Data placement considerably affects the I/O performance of distributed storage systems such as HDFS. An ideal placement algorithm should keep the I/O load evenly distributed among different storage nodes. Most of the existing placement algorithms with I/O load balance guarantee depend on the information of data popularity to make the placement decisions. However, the popularity information is typically not available in the data placement phase. Furthermore, it usually varies during the data lifecycle. In this paper, we propose a new placement algorithm called Balanced Distribution for Each Age Group (BEAG), which makes data placement decisions in the absence of the popularity information. This algorithm maintains multiple counters for each storage node, with each counter representing the amount of data belonging to a certain age group. It ensures that the data in each age group are equally scattered among the different storage nodes.
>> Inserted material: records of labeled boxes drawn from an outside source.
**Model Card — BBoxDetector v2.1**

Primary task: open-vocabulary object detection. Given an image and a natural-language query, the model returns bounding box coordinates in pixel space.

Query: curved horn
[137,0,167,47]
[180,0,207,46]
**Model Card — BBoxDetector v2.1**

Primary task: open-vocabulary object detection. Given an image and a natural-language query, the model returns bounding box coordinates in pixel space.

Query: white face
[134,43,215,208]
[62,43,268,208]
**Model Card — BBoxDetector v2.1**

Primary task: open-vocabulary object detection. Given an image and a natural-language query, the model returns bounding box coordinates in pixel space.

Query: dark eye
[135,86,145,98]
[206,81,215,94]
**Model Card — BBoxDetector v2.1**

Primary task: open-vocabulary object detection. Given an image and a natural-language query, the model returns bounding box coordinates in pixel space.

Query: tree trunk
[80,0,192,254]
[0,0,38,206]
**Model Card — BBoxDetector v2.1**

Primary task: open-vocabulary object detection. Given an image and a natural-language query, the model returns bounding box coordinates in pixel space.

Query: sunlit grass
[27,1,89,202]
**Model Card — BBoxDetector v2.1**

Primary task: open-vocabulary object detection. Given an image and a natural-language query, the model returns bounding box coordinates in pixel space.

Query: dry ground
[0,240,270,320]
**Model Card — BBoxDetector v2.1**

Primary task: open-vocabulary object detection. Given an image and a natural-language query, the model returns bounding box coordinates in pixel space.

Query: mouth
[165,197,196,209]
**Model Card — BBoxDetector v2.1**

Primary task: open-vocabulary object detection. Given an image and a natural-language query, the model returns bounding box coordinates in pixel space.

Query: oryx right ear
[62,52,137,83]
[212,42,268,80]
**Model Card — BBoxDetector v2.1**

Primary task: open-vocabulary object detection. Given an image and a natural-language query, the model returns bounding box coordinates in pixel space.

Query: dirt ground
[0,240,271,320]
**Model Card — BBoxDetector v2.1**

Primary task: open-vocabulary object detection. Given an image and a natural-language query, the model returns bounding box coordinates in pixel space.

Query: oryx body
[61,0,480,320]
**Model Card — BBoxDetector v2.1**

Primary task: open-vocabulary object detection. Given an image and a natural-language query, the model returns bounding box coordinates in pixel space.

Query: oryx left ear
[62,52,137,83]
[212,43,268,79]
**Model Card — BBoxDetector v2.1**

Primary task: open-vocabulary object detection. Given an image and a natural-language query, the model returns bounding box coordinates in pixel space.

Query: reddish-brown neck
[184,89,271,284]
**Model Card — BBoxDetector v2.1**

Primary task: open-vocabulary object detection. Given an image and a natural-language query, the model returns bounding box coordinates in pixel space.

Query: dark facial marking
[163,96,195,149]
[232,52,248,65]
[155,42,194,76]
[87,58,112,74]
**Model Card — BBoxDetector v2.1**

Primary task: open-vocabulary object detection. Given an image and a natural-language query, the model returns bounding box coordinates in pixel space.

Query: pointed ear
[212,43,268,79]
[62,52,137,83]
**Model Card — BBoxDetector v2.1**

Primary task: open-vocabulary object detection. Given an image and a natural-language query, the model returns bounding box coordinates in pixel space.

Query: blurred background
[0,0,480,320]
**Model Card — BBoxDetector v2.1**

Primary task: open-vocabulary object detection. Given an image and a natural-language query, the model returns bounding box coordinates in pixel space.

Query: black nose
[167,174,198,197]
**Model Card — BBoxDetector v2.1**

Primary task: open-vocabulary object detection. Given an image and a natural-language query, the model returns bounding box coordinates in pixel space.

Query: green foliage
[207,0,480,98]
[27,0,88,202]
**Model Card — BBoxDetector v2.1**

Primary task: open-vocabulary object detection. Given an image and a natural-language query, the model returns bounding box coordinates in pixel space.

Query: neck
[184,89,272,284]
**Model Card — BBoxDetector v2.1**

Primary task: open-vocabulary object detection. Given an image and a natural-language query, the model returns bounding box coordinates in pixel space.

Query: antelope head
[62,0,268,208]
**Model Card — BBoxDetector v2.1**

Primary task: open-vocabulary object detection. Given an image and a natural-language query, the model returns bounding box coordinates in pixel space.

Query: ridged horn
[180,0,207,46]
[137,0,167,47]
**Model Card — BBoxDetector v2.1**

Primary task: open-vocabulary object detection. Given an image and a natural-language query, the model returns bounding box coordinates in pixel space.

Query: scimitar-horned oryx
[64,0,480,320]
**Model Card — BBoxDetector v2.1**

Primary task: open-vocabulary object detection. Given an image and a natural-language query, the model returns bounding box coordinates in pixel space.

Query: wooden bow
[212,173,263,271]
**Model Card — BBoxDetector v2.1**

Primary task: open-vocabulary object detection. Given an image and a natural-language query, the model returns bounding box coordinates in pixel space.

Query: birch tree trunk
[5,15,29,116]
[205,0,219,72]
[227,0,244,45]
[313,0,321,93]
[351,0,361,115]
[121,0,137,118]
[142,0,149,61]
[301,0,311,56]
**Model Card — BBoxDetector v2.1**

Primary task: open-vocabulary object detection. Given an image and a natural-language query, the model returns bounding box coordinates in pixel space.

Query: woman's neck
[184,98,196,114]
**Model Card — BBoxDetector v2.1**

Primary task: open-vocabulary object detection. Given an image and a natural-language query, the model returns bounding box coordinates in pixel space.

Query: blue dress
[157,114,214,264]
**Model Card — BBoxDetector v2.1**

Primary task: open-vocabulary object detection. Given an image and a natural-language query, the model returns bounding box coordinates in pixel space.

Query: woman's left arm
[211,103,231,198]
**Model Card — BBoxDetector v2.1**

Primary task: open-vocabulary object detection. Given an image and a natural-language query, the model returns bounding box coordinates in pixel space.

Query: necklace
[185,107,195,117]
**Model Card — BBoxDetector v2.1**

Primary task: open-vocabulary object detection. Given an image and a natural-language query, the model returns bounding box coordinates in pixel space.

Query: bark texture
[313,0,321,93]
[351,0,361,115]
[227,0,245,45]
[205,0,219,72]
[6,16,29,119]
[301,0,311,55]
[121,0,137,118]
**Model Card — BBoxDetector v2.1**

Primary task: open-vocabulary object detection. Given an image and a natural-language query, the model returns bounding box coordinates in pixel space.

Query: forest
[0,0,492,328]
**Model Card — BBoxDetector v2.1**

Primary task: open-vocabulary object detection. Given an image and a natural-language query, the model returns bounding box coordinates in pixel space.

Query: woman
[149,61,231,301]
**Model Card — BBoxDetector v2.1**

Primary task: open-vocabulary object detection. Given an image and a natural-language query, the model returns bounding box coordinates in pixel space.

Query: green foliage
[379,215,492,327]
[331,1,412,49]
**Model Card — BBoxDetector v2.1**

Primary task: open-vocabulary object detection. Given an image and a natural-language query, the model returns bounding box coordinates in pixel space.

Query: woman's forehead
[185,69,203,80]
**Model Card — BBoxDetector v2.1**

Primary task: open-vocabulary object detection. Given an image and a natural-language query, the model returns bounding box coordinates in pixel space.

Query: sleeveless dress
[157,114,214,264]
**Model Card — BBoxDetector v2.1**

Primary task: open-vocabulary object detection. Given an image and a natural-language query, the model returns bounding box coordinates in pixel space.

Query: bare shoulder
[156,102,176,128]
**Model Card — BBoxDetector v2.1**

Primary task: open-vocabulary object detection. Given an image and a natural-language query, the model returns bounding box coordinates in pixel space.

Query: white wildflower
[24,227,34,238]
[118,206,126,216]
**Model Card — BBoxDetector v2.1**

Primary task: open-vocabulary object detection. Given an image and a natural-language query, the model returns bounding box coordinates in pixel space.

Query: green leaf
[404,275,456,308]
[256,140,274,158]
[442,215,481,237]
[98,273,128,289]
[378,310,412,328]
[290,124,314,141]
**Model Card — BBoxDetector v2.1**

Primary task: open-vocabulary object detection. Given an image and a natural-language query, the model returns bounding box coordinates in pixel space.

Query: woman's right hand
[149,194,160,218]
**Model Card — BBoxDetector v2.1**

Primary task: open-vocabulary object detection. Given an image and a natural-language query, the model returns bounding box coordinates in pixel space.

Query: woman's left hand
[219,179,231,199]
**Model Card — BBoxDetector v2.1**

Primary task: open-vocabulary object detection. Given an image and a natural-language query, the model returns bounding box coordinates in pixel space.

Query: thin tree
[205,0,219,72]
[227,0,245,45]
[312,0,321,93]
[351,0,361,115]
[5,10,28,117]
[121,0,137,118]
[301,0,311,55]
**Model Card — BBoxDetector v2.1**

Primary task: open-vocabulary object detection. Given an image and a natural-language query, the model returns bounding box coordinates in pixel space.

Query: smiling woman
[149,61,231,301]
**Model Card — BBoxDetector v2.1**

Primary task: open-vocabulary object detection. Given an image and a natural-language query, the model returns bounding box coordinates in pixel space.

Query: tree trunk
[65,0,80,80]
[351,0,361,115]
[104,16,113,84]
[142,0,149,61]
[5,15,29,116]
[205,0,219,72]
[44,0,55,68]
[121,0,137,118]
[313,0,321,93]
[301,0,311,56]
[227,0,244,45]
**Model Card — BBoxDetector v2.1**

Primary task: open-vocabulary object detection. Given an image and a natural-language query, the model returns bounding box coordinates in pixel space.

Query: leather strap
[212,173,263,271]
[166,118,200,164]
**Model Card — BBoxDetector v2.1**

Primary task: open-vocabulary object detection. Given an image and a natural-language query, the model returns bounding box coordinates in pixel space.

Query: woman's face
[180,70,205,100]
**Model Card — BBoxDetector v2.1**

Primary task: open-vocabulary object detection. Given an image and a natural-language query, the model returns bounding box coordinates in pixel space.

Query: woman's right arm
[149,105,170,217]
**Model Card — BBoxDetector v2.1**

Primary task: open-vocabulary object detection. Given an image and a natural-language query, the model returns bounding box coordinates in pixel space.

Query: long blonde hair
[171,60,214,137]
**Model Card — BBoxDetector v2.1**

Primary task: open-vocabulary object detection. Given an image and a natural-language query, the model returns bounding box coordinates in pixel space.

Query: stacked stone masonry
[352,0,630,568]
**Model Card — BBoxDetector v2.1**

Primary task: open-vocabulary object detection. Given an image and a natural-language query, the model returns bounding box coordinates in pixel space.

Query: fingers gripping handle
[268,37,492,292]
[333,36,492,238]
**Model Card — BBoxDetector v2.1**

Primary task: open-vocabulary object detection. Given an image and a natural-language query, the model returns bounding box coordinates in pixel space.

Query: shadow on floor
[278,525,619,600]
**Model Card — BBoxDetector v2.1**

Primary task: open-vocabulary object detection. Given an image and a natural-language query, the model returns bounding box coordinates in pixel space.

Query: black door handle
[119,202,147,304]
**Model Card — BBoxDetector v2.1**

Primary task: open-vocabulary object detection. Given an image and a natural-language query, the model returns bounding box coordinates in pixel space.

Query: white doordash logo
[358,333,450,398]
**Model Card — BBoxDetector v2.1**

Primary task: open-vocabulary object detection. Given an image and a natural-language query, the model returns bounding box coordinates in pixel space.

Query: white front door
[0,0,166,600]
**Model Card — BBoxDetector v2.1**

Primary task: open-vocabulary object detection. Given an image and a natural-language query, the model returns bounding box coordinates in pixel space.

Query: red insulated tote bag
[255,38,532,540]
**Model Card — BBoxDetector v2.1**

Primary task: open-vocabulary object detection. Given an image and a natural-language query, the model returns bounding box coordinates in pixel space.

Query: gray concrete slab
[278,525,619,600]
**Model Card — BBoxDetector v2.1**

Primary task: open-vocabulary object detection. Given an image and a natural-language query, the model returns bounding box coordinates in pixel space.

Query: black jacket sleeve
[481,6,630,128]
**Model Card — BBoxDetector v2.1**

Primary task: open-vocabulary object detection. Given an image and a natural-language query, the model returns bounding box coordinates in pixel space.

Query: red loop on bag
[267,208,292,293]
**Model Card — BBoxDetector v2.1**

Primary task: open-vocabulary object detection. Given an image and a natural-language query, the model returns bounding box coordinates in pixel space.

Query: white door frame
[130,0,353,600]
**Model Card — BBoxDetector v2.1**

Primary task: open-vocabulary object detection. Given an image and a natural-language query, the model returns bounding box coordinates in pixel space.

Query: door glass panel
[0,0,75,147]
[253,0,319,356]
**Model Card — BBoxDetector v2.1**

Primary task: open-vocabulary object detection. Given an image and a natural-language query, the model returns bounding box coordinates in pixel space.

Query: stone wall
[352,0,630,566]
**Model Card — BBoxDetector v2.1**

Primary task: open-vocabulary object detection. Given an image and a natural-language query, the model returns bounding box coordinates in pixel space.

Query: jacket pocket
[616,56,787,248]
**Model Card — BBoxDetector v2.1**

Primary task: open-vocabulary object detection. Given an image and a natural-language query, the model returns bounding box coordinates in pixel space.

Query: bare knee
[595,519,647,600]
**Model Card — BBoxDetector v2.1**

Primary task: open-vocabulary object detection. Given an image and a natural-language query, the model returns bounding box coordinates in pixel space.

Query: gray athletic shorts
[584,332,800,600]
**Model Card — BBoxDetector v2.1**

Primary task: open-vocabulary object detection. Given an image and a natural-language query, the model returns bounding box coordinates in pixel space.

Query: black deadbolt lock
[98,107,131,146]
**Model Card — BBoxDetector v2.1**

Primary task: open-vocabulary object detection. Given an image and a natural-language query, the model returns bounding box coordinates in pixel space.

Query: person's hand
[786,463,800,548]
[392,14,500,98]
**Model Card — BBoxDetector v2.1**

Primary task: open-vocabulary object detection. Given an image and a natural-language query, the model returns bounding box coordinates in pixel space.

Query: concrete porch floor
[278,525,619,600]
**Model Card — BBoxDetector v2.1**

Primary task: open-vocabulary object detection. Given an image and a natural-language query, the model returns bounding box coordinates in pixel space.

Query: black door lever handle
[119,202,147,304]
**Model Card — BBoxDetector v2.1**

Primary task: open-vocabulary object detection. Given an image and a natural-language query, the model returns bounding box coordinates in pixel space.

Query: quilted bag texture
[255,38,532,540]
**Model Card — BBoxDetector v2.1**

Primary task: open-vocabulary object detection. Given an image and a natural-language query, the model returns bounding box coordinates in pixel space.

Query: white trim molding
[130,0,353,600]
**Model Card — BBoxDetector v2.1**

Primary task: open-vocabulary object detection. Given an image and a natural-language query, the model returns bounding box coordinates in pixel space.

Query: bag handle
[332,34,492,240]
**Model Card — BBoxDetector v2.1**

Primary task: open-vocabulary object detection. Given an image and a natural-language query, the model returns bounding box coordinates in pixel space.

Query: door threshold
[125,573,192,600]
As the popularity variance of the data belonging to the same age group is considerably smaller than that of the entire data, BEAG significantly improves the I/O load balance. Experimental results show that compared to other popularity independent algorithms, BEAG decreases the I/O load standard deviation by 11.6% to 30.4%.

Suggested Citation

  • Xiangyu Luo & Gang Xin & Xiaolin Gui, 2019. "Data Placement Algorithm for Improving I/O Load Balance without Using Popularity Information," Mathematical Problems in Engineering, Hindawi, vol. 2019, pages 1-10, January.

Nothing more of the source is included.